Kerala, which has been dominated by two alliances, saw the Prime Minister call for a third alternative in the State while launching his party’s campaign. However, the BJP failed to save the lone seat of Nemom it won in 2016. Despite a campaign revolving around the Sabarimala temple row, ‘love jihad’ and corruption cases against the Left, it did not succeed in attracting voters. It saw only a marginal increase in its vote share.
On being asked whether there is a need for a third alternative in Kerala’s politics, more than half the respondents (56%) disagreed and one-third (33%) agreed. Even among those who agreed, the vote was split equally among the three alliances. Among those who did not respond to the question, LDF had a clear advantage with 46% of the votes in its favour (Table 1).
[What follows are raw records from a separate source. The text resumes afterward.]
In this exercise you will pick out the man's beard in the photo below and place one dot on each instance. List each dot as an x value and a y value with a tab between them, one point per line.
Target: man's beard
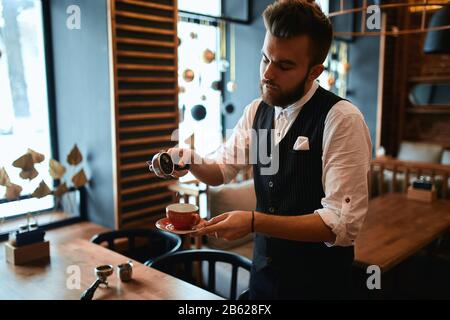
282	99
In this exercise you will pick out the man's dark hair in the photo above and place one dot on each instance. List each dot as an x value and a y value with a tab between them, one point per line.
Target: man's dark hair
291	18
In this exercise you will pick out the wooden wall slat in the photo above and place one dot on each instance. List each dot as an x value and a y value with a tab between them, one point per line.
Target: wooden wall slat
145	47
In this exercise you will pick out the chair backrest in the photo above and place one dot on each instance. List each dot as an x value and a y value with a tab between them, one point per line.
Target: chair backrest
140	244
180	265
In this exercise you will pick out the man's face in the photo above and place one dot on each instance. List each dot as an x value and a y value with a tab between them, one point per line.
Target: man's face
284	69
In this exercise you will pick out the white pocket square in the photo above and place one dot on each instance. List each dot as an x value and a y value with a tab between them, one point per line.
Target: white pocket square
302	143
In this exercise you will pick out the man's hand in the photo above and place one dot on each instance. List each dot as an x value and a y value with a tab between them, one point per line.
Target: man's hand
229	226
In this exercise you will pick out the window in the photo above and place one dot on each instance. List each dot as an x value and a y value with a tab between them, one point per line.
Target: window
24	120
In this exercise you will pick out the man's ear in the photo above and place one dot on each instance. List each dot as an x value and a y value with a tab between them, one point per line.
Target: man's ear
315	72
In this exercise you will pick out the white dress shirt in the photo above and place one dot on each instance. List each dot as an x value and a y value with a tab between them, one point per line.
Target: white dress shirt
346	156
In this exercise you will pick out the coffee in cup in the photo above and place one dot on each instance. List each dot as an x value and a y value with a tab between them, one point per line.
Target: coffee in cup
183	216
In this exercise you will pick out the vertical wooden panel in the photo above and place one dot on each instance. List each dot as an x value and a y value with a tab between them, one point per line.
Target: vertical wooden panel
144	54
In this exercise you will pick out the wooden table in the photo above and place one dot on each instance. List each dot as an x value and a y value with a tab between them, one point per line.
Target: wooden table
69	247
396	228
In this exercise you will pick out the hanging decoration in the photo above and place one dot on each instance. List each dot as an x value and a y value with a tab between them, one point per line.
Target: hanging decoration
198	112
41	191
223	63
56	170
228	108
217	85
74	157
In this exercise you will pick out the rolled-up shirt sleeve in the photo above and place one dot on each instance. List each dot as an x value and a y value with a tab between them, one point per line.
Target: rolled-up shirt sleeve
233	155
347	152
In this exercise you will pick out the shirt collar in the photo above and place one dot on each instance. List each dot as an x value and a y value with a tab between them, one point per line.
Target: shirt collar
296	106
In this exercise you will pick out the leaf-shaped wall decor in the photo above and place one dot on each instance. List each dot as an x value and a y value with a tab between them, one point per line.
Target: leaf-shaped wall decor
74	157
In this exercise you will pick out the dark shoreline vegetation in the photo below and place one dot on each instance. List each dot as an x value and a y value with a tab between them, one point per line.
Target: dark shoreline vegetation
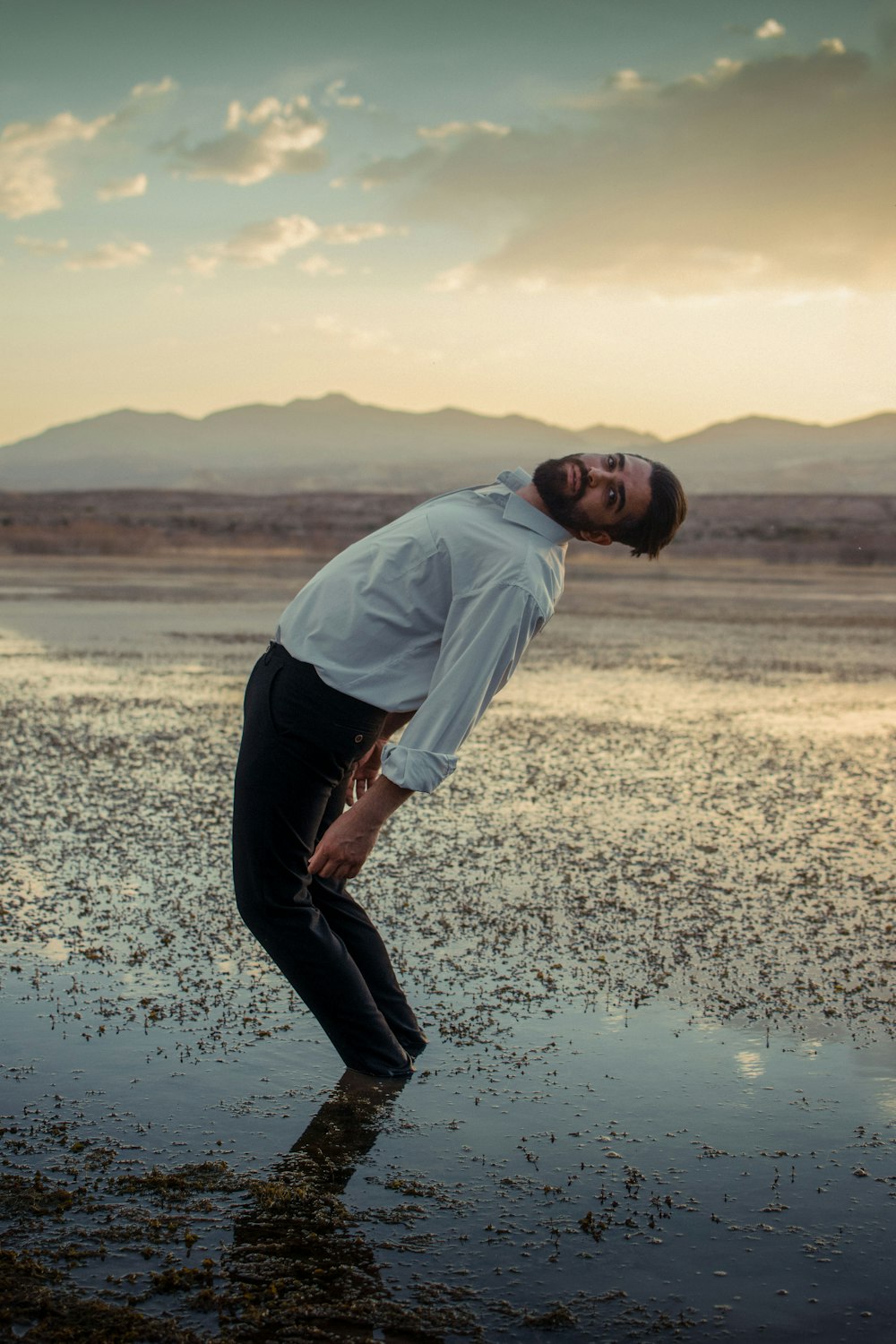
777	529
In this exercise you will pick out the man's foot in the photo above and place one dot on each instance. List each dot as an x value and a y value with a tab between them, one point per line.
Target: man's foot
416	1047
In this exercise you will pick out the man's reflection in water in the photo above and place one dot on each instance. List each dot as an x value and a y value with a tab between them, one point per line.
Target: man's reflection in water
297	1260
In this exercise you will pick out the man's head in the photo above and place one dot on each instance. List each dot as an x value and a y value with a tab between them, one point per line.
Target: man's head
606	497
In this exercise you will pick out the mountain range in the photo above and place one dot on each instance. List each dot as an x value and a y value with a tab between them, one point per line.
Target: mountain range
333	443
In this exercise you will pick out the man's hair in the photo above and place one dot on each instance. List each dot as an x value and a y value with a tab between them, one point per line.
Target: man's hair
664	515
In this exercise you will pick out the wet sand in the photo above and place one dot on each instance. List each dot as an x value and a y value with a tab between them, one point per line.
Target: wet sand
648	926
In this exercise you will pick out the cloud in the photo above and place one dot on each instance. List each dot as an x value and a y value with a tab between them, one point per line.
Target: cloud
110	257
352	234
266	242
42	246
258	142
450	281
357	338
320	265
333	94
121	188
461	128
769	172
153	90
27	177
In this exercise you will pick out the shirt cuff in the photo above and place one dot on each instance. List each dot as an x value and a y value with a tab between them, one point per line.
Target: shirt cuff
418	771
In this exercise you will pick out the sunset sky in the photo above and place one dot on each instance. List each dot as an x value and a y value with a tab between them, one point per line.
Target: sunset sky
642	212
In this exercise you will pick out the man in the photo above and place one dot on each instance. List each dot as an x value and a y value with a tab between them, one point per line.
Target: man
418	624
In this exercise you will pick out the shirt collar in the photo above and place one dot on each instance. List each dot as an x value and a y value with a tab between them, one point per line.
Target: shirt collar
527	515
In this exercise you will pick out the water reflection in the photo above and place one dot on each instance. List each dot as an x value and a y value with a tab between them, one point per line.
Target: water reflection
298	1257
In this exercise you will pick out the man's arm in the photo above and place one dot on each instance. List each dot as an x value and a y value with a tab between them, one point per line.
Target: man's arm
368	768
485	636
347	843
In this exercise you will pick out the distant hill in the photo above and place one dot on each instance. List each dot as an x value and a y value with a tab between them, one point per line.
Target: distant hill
785	457
335	443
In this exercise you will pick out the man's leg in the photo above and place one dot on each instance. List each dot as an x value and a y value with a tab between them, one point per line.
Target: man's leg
282	788
351	922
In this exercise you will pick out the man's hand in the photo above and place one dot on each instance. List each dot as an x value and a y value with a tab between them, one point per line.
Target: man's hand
347	843
344	847
366	773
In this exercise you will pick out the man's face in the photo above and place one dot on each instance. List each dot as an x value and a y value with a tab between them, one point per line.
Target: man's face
587	491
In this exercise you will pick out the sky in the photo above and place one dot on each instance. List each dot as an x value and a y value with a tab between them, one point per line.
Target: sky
643	212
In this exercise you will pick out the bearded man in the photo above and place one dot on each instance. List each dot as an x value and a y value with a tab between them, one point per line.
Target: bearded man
418	624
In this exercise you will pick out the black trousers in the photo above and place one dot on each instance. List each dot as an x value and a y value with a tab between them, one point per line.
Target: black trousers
301	741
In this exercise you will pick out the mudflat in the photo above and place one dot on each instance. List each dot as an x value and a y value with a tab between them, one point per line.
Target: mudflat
648	926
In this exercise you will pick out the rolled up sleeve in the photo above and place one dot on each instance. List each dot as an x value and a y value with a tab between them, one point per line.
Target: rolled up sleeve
485	636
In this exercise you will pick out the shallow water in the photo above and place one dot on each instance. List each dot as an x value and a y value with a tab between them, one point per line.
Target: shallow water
648	926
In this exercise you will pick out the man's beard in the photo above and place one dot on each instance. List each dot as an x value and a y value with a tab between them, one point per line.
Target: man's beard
549	480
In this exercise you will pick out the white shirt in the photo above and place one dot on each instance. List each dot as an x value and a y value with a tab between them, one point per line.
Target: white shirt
433	613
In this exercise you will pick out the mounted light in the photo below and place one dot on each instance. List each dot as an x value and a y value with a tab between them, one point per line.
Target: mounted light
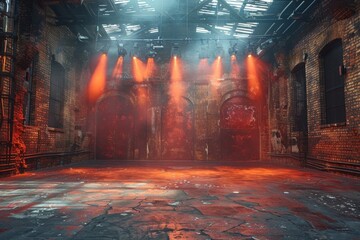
175	50
233	50
121	50
151	54
3	6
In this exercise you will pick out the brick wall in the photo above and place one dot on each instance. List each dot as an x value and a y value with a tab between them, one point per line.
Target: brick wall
332	143
47	42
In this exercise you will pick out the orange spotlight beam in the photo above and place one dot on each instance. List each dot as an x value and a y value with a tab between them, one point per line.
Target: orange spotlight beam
97	81
150	68
217	69
176	86
117	72
138	69
253	75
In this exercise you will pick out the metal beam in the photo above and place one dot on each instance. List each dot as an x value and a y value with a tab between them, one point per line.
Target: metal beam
127	18
232	11
199	6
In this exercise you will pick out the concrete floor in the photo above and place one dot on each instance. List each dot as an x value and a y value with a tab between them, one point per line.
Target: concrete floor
134	201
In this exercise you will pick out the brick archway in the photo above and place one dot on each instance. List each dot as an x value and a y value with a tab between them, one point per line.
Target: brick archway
239	129
177	133
115	128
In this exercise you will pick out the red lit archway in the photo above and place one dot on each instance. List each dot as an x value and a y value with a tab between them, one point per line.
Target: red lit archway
177	134
239	133
115	128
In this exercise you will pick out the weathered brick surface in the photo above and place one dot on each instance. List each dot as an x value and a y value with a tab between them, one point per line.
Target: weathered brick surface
338	143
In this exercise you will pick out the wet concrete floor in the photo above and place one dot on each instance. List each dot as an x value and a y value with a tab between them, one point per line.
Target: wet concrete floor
175	201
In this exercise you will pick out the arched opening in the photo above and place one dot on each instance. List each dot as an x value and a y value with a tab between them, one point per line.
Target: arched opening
332	74
299	110
177	133
115	128
239	130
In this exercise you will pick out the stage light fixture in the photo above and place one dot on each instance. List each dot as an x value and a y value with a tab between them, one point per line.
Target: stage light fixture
175	50
151	54
121	50
233	50
204	53
219	52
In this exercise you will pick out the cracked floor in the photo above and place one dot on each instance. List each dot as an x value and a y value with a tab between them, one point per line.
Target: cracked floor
137	201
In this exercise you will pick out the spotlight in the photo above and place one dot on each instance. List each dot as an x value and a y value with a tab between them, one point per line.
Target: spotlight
151	54
219	52
105	49
121	50
175	51
204	52
233	50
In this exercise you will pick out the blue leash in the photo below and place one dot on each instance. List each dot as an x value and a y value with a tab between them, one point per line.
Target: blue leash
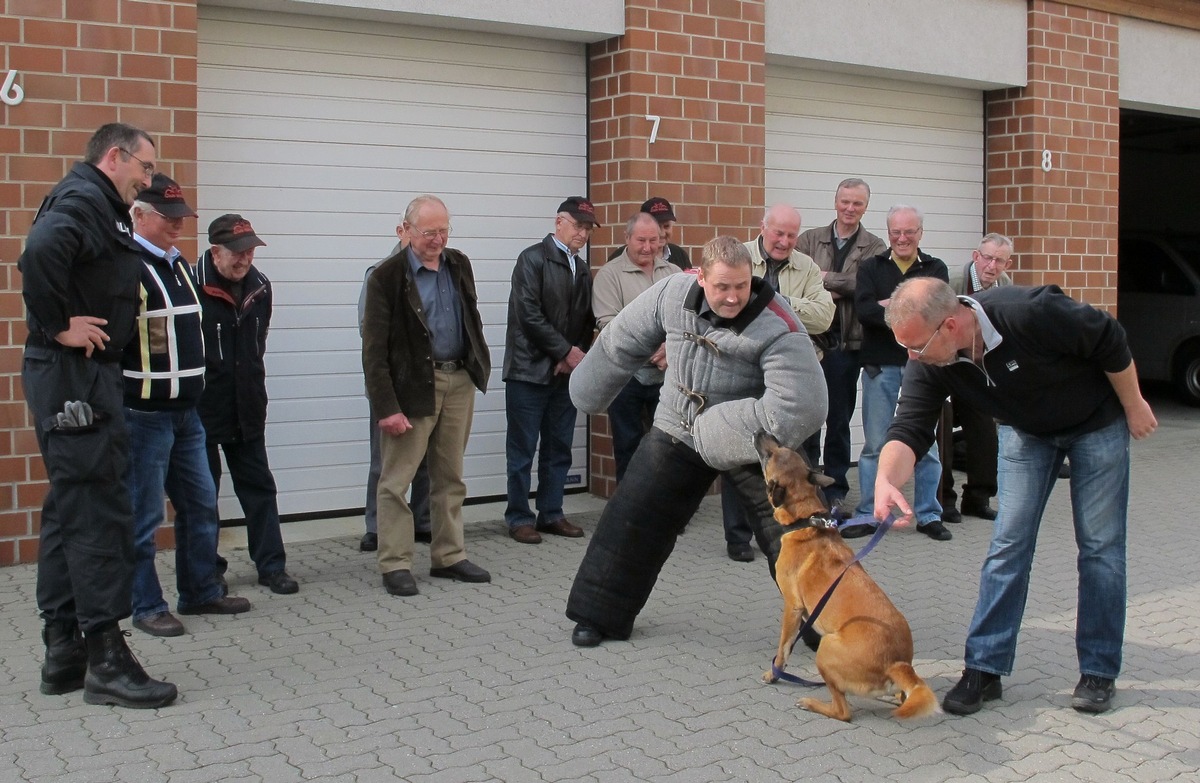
880	531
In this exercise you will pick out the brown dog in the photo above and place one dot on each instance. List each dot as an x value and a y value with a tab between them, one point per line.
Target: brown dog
865	641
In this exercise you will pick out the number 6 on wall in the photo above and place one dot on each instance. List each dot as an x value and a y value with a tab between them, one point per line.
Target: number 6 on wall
654	131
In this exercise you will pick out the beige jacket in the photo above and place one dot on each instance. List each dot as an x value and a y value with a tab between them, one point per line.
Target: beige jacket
619	282
801	285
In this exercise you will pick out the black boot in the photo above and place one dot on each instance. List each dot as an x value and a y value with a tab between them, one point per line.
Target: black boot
66	657
114	675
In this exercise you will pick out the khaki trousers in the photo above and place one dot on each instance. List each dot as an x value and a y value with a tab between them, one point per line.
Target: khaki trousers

Furthermore, when people were asked whether the rise of the BJP in the State is good or bad for the social fabric, a majority said that it was bad (54%) and 17% responded in the affirmative. The remaining 29% either felt that it would make no difference or did not respond to the question. As one would expect, the NDA had a huge advantage among those who felt that the rise of the BJP is good for the social fabric of the State. The LDF was the favoured party among those who said that the BJP’s presence is bad or will make no difference (Table 2).
The presence of the BJP has changed the political equation to some extent in Kerala. Yet, the State does not seem to be fully ready to experiment with a third alternative and the election results reflect this fact.